Kolmogorov complexity of D and D+d

Question

I'm looking into using of the shelf compression algorithm to approximate the Kolmogorov complexity of a document corpus D and the complexity of D+d, where d is an extra document. I've got a strange result where size(compress(D)) > size(compress(D+d)). Is this possible if compress actually calculated (the uncomputable) Kolmogorov complexity of D and D+d?

Answer 1

I'm no expert on Kolmogorov complexity, but I think it could happen; here is some intuition. The $D$ and $D + d$ are represented by two strings $S(D)$ and $S(D + d)$, and $S(D)$ is a prefix of $S(D + d)$. So you're asking whether a prefix of a string can have higher Kolmogorov complexity than the string itself. I think this is the case:

Let $P$ be some randomly generated string of high complexity. Now let $X$ be the result of repeating $P$ a number of times, say 10 times. Let $Y$ a prefix of $X$ that is some characters shorter.
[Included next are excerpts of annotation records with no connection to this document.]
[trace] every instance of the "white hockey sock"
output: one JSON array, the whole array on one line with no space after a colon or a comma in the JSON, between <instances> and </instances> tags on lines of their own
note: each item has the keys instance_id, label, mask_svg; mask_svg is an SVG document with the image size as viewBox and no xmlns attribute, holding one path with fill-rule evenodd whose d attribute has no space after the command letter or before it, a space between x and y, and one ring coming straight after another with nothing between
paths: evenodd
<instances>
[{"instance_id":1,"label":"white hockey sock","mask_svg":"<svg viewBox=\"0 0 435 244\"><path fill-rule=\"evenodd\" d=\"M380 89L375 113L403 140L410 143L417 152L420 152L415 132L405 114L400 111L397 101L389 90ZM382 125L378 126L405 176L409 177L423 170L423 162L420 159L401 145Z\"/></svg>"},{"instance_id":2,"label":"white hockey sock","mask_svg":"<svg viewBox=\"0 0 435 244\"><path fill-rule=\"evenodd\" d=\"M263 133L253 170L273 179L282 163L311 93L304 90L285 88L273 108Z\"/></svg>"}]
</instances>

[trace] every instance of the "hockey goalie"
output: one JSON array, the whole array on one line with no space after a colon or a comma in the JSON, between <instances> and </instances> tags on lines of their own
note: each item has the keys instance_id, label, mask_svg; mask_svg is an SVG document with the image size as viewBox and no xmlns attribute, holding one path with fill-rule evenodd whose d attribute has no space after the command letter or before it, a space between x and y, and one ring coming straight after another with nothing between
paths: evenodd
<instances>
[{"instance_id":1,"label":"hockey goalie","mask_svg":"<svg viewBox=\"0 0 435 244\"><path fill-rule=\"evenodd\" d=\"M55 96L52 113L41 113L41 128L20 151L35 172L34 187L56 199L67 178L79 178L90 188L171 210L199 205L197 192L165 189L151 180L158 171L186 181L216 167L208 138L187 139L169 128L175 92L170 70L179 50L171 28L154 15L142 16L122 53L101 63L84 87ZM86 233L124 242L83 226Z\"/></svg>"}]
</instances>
Then a program to output $X$ would just say "repeat string $P$ 10 times", whereas the program to output $Y$ would have to say: "repeat string $P$ 10 times, and then subtract a couple of characters from the end". If $P$ is sufficiently complex then the intuition is that indeed the shortest way to generate $Y$ would be in this way, hence the program that generates $X$ is shorter than the one which generates $Y$, and the Kolmogorov complexity of $X$ would be lower than of its prefix $Y$.